Sure thing, check out NICAR-L: https://www.ire.org/resources/listservs/


If anyone else was curious, their sample OSM derived PMTile file (protomaps-basemap-opensource-20230408.pmtiles) is 103GB.

https://docs.protomaps.com/basemaps/downloads


It's 107 GB now.

It would be great to be able to download only diffs and apply them to a daily, weekly, monthly baseline.


I wonder if the compressed Hilbert ordering inside the tiles make them hard to diff efficiently.


The ordering applies across tiles, and not within - it should be efficient to diff two archives because there is a single, well-defined ordering over the entire archive, and writing algorithms over the tileset is all 1D operations instead of 2D (a single zoom level plane) or 3D (multiple planes)


Hmm I was just going off the Firefox estimate, maybe there's some browser difference?


The newest major version has moved to a daily build channel (the last major version was last updated in April)

Today 10/23 is 107GB.

https://maps.protomaps.com/builds/

I'll update the documentation page today.



Exactly the kind of thing that could be downloaded using Bittorrent!

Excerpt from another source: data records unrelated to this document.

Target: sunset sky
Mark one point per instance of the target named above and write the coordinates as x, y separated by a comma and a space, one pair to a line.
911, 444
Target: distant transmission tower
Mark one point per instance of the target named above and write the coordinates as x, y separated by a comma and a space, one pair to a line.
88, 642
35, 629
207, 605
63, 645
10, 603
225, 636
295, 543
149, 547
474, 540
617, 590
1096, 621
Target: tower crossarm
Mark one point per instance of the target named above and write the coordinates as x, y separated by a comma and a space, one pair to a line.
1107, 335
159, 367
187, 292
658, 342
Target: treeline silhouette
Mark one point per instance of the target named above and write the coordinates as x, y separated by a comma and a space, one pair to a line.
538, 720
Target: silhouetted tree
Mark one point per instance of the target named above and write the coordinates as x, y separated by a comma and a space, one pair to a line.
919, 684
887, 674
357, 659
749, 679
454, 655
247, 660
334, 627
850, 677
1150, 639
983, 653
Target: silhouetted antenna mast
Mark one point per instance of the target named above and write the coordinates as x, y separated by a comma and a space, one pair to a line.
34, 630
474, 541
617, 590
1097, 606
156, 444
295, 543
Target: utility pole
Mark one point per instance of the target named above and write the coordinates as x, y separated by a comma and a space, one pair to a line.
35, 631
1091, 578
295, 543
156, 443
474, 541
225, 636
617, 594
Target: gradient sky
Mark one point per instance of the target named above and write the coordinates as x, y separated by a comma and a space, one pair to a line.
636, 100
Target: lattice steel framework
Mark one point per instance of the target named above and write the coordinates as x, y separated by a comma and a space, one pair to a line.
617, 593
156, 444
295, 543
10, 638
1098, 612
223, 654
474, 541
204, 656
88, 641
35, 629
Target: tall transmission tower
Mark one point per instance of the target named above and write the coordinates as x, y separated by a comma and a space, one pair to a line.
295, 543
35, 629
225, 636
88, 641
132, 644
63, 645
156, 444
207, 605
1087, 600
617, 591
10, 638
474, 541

I assume that would require BitTorrent v2 (and I think more specifically something along BEP-46 - Updating Torrents Via DHT Mutable Items) or your map is gonna be out-of-sync and sad after a while.


are the torrents in the wild that uses this? and are there bittorrent clients that implement this? how do they surface the mutable aspect to the user?

(is it like, your torrent client will silently update files, and if you dont want to update anymore you need to pause? can you still seed if you dont want to update?)


I've been testing a setup that automatically generates OpenStreetMap/OpenMapTiles formatted pmtiles and mbtiles, then makes them available by torrent. The torrents get placed in a rss feed at https://planetgen.wifidb.net/

Basically what I did was set up 'qbittorent' client to watch the openstreetmap rss weekly torrent feed. when it downloads a new pbf file, it runs this script I made at https://github.com/acalcutt/PlanetilerTorrent , which was based of the osm torrent creation process.

The script creates pmtiles and mbtiles using planetiler, then makes torrent and starts seeding them in qbittorent.

In qbittorent I have options like how long I want to seed for (30 days), what do do when done seeding (Delete the files) and also speed controls so I can limit bandwidth during my working hours.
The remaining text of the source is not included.